[HN Gopher] Show HN: Matrix Multiplication with Half the Multipl...
___________________________________________________________________
Show HN: Matrix Multiplication with Half the Multiplications
Author : emacs28
Score : 199 points
Date : 2024-03-15 10:36 UTC (12 hours ago)
(HTM) web link (github.com)
(TXT) w3m dump (github.com)
| halflings wrote:
| This looks pretty cool! What's the catch? e.g. why isn't this
| already implemented in accelerators, is it really just a
| forgotten algorithm, or this has some implications on the cost of
| building the accelerator or else?
| emacs28 wrote:
| IMHO, for fixed-point MM accelerators, there is no catch, I
| think it's an overlooked algorithm. It's based on an algorithm
| by Winograd who coincidentally also proposed another unrelated
| algorithm that later became very popular for CNN acceleration
| which would take some visibility away from this other algorithm
| by Winograd... But that is speculative
| yorwba wrote:
| On the other hand, if you tried it with floating point, you'd
| lose significant digits. Since the approach is to sum (a[i] +
| b[i+1])(a[i+1] + b[i]) and subtract the sums of a[i]a[i+1]
| and b[i]b[i+1] in the end to get a[i]b[i] + a[i+1]b[i+1], you
| may be taking the difference of two large values to get a
| small value, losing precision.
| tmp8086 wrote:
| Here's a matrix multiplication using Winograd's algorithm
| (that you describe), implemented in Go (very small code):
|
| https://bugfix-66.com/983cb3a3a37dbe8e82edea6298988f03d2a1a
| 4...
| OJFord wrote:
| LLM hype and this submission in particular keep making me
| think of a lecturer I had for _Topics in Large Dimensional
| Data Processing_ , circa 2016: as I recall he was
| enthusiastically adamant that the most important thing,
| breakthroughs etc., in years/decades to come was going to be
| faster matrix operations. Anyway, I'm pretty sure I recognise
| FIP (not FFIP of course) from that course.
|
| I wish I could remember his name, I believe he left academia
| after my year and went to work in industry, I'd just be
| curious to see what he's up to now. I'm not saying it was a
| particularly novel or prescient comment/attitude, we may not
| have had quite such ML hype but certainly 'big data' was all
| the rage at the time, it's just something that's stuck in my
| mind. One of those areas I always meant to study more, just
| realistically probably never had the mathematical chops for
| and certainly those I did have atrophied.
| bee_rider wrote:
| Maybe I'm joking, but: our society is just a vehicle for
| economics at this point, our economy is built around
| science, our science has mostly been turned into
| observations about engineering, some time ago we changed
| all of engineering into differential equations, and
| differential equations can be solved by discretizing them
| and doing linear algebra, and most of linear algebra can be
| done with matrix multiplications (triangular solves and
| orthonormalizations if you are fancy).

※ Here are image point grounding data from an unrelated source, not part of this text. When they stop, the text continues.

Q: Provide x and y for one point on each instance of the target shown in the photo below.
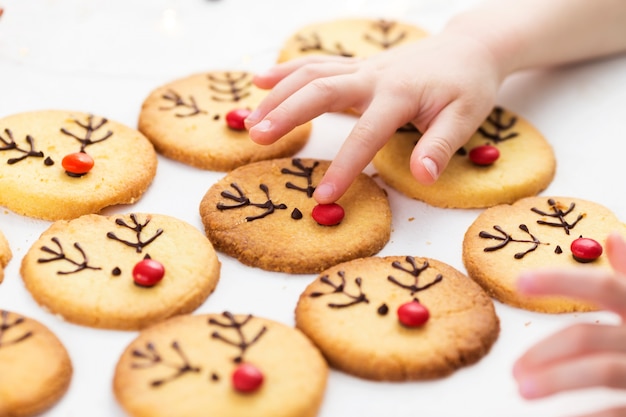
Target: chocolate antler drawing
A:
(241, 342)
(415, 272)
(150, 357)
(305, 172)
(314, 43)
(243, 201)
(497, 126)
(231, 87)
(5, 325)
(506, 238)
(559, 214)
(384, 29)
(10, 144)
(60, 255)
(90, 128)
(340, 288)
(137, 227)
(178, 101)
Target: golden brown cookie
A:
(220, 365)
(5, 255)
(536, 232)
(35, 368)
(62, 164)
(525, 165)
(198, 120)
(355, 37)
(397, 318)
(124, 271)
(261, 214)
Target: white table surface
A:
(105, 56)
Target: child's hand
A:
(445, 85)
(583, 355)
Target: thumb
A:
(450, 130)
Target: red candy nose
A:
(413, 314)
(484, 155)
(148, 273)
(235, 118)
(328, 214)
(247, 378)
(585, 249)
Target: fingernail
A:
(263, 126)
(323, 192)
(431, 167)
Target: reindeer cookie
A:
(5, 255)
(220, 365)
(537, 232)
(397, 318)
(61, 164)
(198, 120)
(349, 38)
(264, 215)
(505, 160)
(35, 369)
(124, 271)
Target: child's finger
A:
(589, 284)
(319, 96)
(373, 129)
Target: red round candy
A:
(413, 314)
(235, 118)
(78, 163)
(148, 273)
(585, 249)
(328, 214)
(484, 155)
(247, 378)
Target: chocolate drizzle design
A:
(138, 228)
(7, 324)
(382, 35)
(230, 87)
(358, 296)
(150, 357)
(9, 144)
(557, 213)
(178, 102)
(59, 254)
(243, 201)
(241, 341)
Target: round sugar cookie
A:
(220, 365)
(535, 232)
(349, 37)
(35, 368)
(526, 165)
(34, 178)
(261, 214)
(92, 270)
(362, 315)
(188, 120)
(5, 255)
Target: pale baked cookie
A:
(356, 37)
(35, 368)
(5, 255)
(62, 164)
(122, 271)
(474, 179)
(198, 120)
(397, 318)
(220, 365)
(261, 214)
(537, 232)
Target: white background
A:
(105, 56)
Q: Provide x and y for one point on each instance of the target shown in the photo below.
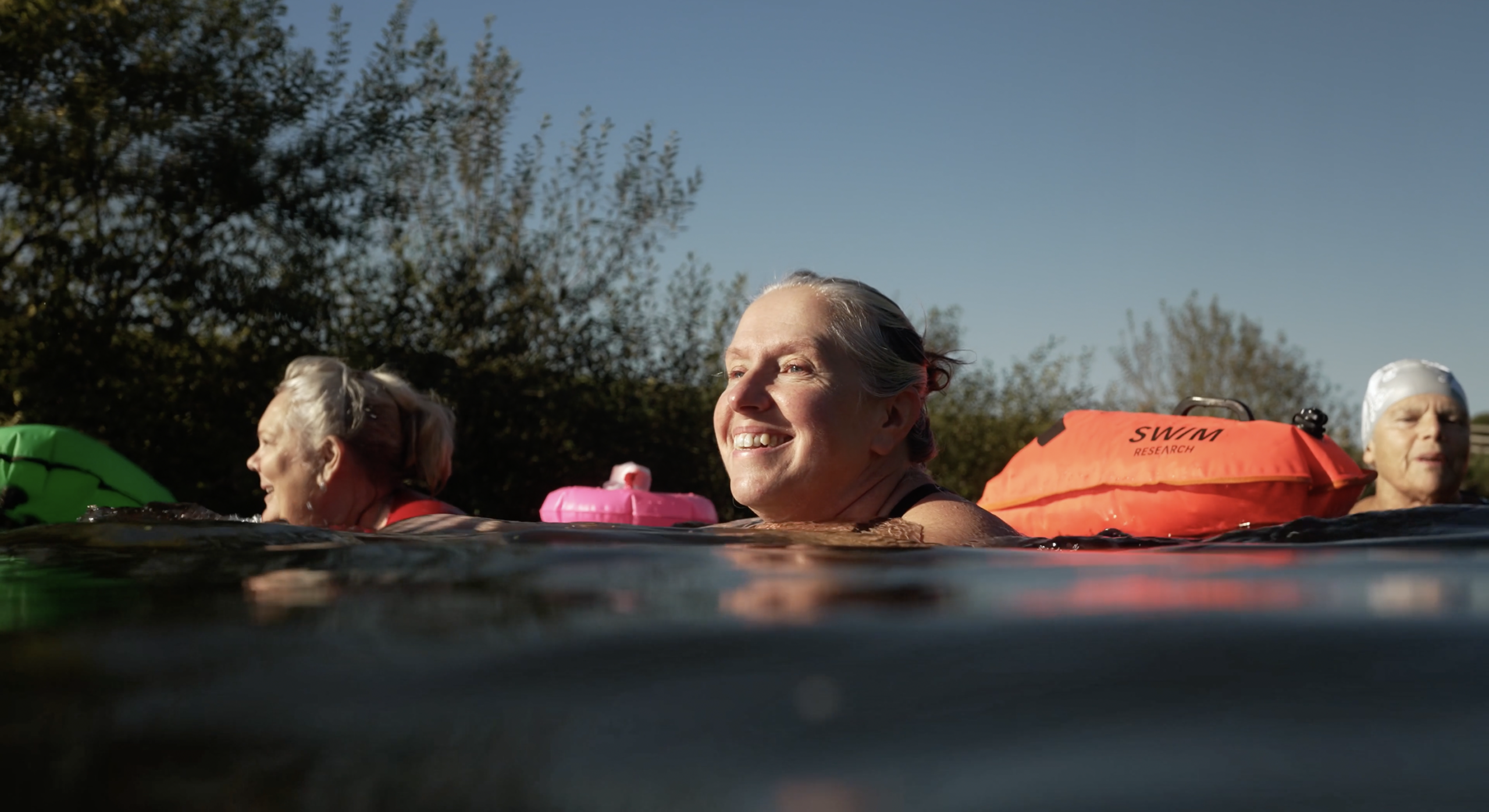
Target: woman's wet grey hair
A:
(397, 431)
(886, 346)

All you need is
| matmul.
| OJFord wrote:
| > our science has mostly been turned into observations
| about engineering
|
| You may be joking but that in particular seems pretty
| astute.
|
| Superficially it seems accurate, and reasonably
| ascribable to economic forces, fewer concentrations of
| capital in people (aristocrats) spending it on a hobby
| interest or academic pursuit of their own - today's
| equivalents mostly prefer philanthropy (Musk is, I
| suppose, for whatever else you might think of him, a
| notable exception - preferring to explore space, AI, etc.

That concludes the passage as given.